Now, local health authorities are mulling whether less-lethal chemicals should be imported, or whether there should be a complete ban.
At the sidelines of an event commemorating World Mental Health day on Tuesday, Health Minister Dr. Frank Anthony acknowledged that the misuse of pesticides remains a challenge despite laws that seek to control the sale, storage and use of the chemicals.
With new pieces of legislation seeking to overhaul mental health promotion and suicide prevention efforts in Guyana, the Health Minster said there is much conversation on what should be done to tackle the misuse of the chemicals.
“… what we need to do is if we are bringing in a particular pesticide in the country, then we also need to make sure that we have an antidote to that pesticide,” he suggested.
That antidote would help to reverse the poisoning process and ultimately, save someone’s life.
He also said that the authorities are examining the feasibility of importing less-lethal chemicals that are still effective in exterminating weeds and insects but not fatal for humans.
These decisions cannot be made by the Health Ministry alone, however.
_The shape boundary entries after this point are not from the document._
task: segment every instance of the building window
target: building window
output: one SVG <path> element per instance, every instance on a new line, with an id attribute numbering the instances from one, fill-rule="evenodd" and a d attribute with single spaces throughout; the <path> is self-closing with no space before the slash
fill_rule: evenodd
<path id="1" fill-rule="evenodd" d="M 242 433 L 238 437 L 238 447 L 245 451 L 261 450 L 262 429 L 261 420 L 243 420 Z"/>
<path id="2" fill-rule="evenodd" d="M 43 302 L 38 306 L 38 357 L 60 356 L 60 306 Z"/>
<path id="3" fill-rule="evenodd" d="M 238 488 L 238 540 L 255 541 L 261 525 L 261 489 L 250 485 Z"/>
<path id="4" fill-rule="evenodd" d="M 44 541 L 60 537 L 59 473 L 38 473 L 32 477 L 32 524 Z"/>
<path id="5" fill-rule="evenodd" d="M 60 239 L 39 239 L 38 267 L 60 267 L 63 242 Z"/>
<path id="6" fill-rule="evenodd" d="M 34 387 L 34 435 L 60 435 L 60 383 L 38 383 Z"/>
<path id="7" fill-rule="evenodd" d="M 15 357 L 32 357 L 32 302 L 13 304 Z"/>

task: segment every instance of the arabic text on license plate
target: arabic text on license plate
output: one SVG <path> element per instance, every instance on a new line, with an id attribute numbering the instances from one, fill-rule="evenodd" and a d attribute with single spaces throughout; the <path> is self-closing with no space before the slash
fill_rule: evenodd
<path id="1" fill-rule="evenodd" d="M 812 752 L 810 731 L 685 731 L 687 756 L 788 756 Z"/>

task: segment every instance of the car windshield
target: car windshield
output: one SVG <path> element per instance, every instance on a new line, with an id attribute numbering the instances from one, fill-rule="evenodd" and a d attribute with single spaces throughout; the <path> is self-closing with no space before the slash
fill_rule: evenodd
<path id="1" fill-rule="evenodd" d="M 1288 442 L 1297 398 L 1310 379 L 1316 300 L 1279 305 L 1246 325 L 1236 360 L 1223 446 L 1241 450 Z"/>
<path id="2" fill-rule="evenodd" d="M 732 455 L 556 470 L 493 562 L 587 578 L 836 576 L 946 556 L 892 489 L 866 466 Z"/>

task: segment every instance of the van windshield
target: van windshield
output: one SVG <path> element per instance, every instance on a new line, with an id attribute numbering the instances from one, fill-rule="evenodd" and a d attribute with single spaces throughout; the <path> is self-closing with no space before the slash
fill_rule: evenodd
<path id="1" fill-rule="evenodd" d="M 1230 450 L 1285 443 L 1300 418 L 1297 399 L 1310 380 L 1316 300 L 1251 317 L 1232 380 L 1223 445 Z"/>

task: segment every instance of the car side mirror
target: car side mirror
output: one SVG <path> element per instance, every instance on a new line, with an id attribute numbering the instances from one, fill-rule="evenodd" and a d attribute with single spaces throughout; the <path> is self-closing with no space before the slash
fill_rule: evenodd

Dr. Anthony noted that the Pesticide and Toxic Chemicals Control Board and the Ministry of Agriculture are integrally involved.
Despite the usefulness of these toxic chemicals in food production, the Health Minister does not believe that there will be opposition to increased safety measures or decisions.
“I think everybody would like to see a reduction in suicide and if this is one way that we can reduce suicide by importing less lethal forms of insecticides and pesticides, then I’m sure people would want to embrace that,” he said.
Importantly, international bodies such as the Pan- American Health Organization (PAHO) are also involved. And PAHO, for one, has a strong position on the matter.
“In the case of Guyana with the high rates of suicide… some decision based on evidence should be taken to ban some of the more dangerous pesticides from the market,” Dr. Luis Codina, the organisation’s representative to Guyana, said.
Dr. Codina acknowledged that there ongoing discussions in this regard, led by Guyana’s Chief Medical Officer (CMO) Dr. Narine Singh.
In 2018, it was reported that about 70 per cent of suicide deaths (which average between 150 to 200 annually) in Guyana, are as a result of the ingestion of toxic chemicals used in the agricultural sector.
Both Dr. Anthony and Dr. Codina underscored that the misuse of the chemicals must be combatted.